As a new year begins, folks become introspective. We think about the year gone by and wonder what the new year will bring.
I’m about half way through editing my first completed novel in more than a decade. And I’ve come to that point where I have to ask myself if it’s good. The answer to that is a resounding yes. It has strong characters, a great plot, and I think it brings something unique to the genre.
Is it art? Well, no.
My last novel was, well… “unpolished” would be a nice way to put it. Looking back on it, I see so many things wrong I can’t begin to salvage it. Yet it had one thing going for it: it had a strong moral message.
But you see, that’s the problem. In my younger years, I felt that writing should convey some truth, some deep meaning, that would elevate it from mere novel to “work of art.” These days, I’m not so concerned about art.

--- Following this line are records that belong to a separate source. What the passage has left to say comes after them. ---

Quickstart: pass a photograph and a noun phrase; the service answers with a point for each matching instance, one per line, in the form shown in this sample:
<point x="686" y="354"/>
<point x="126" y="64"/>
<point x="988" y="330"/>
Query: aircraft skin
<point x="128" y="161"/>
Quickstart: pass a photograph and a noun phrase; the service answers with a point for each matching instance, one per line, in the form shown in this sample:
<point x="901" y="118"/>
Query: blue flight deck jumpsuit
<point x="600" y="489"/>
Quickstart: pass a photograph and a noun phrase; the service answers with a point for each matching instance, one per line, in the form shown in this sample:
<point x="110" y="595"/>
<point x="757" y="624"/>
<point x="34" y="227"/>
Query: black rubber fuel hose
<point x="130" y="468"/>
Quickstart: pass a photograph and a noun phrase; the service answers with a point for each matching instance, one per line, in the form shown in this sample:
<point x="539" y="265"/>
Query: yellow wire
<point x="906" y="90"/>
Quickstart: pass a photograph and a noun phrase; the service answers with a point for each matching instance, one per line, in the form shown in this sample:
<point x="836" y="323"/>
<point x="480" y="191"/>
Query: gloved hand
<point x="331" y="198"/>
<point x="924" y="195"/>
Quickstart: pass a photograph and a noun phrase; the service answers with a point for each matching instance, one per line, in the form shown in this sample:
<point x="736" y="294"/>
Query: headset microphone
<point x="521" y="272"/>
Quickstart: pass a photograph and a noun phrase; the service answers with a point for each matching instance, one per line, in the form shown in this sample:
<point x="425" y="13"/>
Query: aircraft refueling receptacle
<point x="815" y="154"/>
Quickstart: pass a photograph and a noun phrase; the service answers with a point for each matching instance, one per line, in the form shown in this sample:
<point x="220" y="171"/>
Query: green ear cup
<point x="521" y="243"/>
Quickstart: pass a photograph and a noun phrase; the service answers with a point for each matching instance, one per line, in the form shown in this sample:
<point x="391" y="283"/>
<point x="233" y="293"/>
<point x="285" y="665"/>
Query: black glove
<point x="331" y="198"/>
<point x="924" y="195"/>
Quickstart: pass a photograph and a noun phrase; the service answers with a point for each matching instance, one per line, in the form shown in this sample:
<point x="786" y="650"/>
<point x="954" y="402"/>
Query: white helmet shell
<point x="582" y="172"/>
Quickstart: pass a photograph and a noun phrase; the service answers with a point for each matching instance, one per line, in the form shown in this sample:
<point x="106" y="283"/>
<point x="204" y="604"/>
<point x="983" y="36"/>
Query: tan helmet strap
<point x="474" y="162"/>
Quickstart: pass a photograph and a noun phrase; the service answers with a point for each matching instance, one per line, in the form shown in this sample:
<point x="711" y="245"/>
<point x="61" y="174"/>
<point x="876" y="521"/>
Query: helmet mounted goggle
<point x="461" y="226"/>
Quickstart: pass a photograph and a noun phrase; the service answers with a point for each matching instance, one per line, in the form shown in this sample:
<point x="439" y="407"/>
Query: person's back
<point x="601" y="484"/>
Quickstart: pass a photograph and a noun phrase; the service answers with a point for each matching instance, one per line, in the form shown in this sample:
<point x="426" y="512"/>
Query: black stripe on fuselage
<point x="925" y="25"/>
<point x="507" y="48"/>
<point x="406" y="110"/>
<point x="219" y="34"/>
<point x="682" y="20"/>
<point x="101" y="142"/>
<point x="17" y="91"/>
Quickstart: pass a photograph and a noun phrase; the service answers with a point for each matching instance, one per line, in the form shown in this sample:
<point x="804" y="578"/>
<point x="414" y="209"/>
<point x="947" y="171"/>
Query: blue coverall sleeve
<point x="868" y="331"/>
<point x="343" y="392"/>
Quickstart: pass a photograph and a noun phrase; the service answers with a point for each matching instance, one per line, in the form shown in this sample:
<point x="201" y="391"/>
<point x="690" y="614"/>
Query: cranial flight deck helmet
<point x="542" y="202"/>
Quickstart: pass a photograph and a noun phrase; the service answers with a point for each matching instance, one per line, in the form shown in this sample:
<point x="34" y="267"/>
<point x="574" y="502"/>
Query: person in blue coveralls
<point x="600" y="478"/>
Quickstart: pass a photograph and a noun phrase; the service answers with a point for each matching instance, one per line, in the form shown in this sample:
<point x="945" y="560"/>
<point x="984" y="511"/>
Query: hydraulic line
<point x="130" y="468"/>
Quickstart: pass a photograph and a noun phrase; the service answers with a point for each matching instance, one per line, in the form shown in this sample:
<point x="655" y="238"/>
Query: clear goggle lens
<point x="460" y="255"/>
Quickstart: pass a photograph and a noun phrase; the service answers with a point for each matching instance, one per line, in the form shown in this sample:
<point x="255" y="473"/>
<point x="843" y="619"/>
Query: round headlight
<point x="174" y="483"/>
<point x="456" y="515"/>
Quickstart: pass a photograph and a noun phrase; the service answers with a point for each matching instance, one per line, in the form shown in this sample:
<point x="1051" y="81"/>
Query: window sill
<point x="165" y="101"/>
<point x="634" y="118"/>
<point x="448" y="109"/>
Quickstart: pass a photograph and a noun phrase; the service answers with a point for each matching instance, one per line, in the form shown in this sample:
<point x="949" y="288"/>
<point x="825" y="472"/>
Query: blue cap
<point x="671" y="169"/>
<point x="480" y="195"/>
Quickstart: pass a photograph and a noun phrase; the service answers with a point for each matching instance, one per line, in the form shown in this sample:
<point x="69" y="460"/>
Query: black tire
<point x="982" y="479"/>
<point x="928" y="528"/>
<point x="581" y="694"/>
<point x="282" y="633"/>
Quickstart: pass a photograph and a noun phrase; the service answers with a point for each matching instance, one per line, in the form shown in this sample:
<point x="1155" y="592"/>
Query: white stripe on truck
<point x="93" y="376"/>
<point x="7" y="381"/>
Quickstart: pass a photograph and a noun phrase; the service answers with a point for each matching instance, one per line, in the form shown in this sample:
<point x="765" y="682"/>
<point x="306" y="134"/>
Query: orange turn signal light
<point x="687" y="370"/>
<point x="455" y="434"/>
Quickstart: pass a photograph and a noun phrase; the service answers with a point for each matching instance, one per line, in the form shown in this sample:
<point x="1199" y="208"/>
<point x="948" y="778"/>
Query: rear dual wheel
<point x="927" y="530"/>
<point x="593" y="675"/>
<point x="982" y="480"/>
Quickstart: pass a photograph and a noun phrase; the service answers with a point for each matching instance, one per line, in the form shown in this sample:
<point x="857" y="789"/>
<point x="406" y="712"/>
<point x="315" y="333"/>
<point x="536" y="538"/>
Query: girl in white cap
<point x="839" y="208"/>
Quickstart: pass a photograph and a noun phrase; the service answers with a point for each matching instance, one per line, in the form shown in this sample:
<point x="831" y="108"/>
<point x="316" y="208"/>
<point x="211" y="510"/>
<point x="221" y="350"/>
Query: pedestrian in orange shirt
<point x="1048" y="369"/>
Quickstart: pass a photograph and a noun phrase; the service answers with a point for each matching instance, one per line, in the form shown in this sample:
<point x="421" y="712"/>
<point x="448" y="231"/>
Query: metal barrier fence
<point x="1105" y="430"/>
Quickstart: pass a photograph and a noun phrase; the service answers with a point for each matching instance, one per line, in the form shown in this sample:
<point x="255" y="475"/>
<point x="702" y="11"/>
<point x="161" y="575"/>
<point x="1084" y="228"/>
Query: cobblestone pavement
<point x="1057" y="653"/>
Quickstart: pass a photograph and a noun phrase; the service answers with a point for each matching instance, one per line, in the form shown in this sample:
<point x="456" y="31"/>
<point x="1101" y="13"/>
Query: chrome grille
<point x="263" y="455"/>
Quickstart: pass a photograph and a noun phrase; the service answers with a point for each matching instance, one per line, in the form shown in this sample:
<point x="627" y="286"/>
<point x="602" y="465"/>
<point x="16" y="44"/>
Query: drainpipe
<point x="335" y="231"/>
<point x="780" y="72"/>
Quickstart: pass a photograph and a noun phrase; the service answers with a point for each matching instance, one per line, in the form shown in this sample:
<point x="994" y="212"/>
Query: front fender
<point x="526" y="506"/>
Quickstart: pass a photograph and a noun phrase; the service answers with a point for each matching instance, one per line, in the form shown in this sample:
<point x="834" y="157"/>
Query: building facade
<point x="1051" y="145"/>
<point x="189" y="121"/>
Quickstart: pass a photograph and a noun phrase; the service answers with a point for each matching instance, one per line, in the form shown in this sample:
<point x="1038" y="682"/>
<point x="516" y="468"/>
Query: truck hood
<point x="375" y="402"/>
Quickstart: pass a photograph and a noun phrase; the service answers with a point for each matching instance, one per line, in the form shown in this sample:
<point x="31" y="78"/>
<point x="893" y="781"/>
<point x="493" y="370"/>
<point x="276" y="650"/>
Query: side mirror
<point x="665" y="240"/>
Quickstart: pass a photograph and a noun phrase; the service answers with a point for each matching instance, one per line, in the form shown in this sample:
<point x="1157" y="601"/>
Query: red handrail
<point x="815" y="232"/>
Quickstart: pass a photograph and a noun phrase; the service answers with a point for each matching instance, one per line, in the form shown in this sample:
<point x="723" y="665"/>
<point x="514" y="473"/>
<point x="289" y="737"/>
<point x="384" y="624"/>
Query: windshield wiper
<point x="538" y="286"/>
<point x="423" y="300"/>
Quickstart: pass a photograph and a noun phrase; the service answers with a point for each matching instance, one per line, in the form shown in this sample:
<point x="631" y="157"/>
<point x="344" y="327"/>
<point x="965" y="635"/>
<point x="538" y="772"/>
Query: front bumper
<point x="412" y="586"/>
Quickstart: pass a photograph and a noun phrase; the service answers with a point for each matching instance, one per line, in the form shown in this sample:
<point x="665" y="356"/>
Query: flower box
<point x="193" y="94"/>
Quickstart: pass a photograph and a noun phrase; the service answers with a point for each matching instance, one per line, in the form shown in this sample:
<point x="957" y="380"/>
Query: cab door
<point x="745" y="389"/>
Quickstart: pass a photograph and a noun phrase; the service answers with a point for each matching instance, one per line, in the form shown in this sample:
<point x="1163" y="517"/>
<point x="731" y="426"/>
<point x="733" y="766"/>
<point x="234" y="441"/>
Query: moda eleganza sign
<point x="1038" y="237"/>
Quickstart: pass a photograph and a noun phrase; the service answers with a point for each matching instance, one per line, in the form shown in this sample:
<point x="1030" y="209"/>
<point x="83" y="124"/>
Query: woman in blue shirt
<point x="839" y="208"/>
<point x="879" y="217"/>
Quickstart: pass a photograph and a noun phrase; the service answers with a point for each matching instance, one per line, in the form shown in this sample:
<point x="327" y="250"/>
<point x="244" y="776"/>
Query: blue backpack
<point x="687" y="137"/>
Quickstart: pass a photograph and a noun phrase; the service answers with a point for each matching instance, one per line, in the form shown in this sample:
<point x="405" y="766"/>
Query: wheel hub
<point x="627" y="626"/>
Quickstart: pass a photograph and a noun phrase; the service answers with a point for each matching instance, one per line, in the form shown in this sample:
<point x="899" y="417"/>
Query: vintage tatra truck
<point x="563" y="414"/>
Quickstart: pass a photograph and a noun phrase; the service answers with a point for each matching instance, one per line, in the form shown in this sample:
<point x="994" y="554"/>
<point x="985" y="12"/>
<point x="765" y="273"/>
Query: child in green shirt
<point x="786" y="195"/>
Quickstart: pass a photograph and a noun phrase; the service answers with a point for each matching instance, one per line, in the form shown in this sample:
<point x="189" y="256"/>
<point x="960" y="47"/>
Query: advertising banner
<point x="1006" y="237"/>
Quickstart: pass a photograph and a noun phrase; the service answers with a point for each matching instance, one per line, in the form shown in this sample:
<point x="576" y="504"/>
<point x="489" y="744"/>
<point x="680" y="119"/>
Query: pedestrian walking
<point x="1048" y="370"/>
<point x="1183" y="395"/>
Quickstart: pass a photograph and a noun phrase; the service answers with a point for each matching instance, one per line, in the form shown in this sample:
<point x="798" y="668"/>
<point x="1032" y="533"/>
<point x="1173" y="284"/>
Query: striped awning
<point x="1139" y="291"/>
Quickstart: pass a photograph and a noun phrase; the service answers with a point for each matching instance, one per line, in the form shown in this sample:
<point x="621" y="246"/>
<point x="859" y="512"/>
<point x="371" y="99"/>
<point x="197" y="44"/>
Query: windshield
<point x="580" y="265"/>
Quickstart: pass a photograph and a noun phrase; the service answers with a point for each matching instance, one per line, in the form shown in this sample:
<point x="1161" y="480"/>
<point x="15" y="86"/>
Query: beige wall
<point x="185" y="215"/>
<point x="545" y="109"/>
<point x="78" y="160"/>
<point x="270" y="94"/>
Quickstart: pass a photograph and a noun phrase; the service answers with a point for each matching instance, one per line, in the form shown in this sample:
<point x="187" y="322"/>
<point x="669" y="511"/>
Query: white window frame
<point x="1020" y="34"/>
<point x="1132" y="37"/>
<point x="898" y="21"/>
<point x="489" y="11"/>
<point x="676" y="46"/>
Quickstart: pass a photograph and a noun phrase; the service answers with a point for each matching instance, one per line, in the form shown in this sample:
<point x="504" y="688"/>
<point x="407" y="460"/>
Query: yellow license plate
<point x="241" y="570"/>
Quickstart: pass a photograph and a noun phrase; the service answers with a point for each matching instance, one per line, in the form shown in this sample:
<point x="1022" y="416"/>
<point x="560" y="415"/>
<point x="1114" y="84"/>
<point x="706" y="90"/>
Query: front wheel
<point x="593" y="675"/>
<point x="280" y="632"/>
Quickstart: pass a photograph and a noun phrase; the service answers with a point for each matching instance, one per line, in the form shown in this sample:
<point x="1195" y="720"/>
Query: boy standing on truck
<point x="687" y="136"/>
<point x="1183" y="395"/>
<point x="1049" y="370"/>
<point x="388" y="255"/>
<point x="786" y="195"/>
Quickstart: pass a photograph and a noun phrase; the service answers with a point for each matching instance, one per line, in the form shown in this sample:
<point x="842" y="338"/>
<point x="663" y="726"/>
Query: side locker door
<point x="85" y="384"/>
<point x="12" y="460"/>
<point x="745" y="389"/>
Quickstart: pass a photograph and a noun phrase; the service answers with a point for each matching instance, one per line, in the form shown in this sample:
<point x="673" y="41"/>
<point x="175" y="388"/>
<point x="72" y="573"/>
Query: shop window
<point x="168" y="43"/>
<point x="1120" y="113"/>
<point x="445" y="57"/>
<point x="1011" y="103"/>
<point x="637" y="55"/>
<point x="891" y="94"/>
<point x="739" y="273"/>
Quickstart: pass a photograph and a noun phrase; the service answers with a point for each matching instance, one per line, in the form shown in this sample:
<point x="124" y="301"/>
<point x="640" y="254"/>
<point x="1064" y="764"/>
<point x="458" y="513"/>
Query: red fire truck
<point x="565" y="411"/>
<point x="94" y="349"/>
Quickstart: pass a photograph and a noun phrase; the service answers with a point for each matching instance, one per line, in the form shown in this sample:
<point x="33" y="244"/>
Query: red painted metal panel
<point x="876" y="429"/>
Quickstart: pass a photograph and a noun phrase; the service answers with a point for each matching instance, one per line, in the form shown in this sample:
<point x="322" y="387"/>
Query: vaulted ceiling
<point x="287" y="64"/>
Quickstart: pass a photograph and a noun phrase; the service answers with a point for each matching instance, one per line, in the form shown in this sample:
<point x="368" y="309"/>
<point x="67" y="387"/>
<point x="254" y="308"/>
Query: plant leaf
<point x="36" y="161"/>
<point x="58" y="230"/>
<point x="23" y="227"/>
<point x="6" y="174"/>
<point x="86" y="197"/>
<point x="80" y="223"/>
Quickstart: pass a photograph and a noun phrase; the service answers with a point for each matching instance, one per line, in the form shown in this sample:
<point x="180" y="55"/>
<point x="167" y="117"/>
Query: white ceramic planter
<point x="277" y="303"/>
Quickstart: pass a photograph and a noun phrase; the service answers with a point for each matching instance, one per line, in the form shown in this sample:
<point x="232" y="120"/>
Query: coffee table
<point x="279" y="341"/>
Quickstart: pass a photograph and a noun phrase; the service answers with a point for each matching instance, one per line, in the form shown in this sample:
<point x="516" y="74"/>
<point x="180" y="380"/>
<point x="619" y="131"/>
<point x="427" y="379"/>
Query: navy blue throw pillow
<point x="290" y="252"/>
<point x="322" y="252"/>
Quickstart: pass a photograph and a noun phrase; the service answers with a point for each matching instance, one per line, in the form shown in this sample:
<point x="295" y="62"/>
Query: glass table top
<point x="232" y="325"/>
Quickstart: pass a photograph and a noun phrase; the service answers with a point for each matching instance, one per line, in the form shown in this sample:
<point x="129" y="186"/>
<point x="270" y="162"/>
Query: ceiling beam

As I look back on the Great Works (capital G, capital W) of literature, I’m struck by two things.
First, writers like Charles Dickens and William Shakespeare were writing to make a buck. They wanted to tell a story that would captivate their audiences. They had no idea that their works would still be read centuries later. Dickens’ classic Great Expectations was written as a serial for his periodical All the Year Round. And Shakespeare just wanted to get butts into seats at the theatre. If not for a couple of his friends collecting his works into the first folio after his death, modern audiences might not know anything of Hamlet or Much Ado About Nothing.
Not to diminish their work. Dickens and Shakespeare are highly regarded as literary masters for a reason. I’m merely pointing out that they were writing to pay the rent, the same as any professional author today.
The other thing that struck me about our Great Works is that they are more than a message. People read to be inspired, certainly. If that were our only concern, however, we would spend our days reading everything from cat posters to homilies and the scraps of wisdom in fortune cookies.
A novel or play needs a good story, filled with interesting characters, to carry the reader through it. Without these things, a novel won’t be read. And if it’s not read, it just gathers dust on a bookshelf and the message is lost.
My younger self didn’t understand that trying to fill a book with meaning is like trying to fill a colander with water. It can’t be done that way. But if you lay in a firm foundation and turn that strainer into a bowl, it can hold water quite well.
In my later years, I’m less worried about creating art. Like Dickens and Shakespeare, I want to entertain and tell a good story. I want readers to get lost in my pages. I want them to find adventure and get distracted from their everyday problems. I want readers who are excited to pick up my novel, and eagerly await the next one.
In 2016, I’ll be focusing on entertainment. Why? Because no one should set out to be remembered for centuries to come. Tell a good story, and the rest will follow.